I was reading the ALLPATHs doc, and our data looked pretty similar to what they called “poor data quality”, where you get a major correction (loss of rare kmers) during whatever ALLPATHs does in their correction step. Anyway, I couldn’t think of other things, besides contamination, that would lead to such poor assembly. I haven’t ruled out contamination yet.
Now that it seems the kmer profile is ok, maybe I am overlooking obvious things. Maybe the depth of sequencing for the worse assembly is just a bit lower, and below some threshold where contiguity stats make a big bump up.

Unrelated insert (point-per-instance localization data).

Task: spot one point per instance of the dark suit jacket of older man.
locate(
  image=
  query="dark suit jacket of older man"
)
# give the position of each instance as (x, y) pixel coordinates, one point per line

abyss command (didn’t add MP data yet):
abyss-pe k=32 np=8 name=AGPHv2 lib='pe4 pe9' pe4='MH-S1_S4_L005_R1_001_val_1.fq.gz MH-S1_S4_L005_R2_001_val_2.fq.gz' pe9='MH-S1_S9_L006_R1_001_val_1.fq.gz MH-S1_S9_L006_R2_001_val_2.fq.gz' &
Ben Vandervalk
Jan 9, 2017, 6:49:34 PM1/9/17
to Christopher Balakrishnan, ABySS
Hi Chris,
Your assembly command looks fine.
If you have not tried it already, you should running assemblies with a range of k-mer sizes and compare the resulting N50's. k-mer size is the most important parameter and can have a large affect on assembly quality. For read lengths up to 126 bp (as shown in your FASTQC report), something like k=80 or k=96 would be a more typical value. Maybe even higher.- Ben
Christopher Balakrishnan
Jan 10, 2017, 8:44:36 AM1/10/17
to Ben Vandervalk, ABySS
Thanks, will do! (increase kmer)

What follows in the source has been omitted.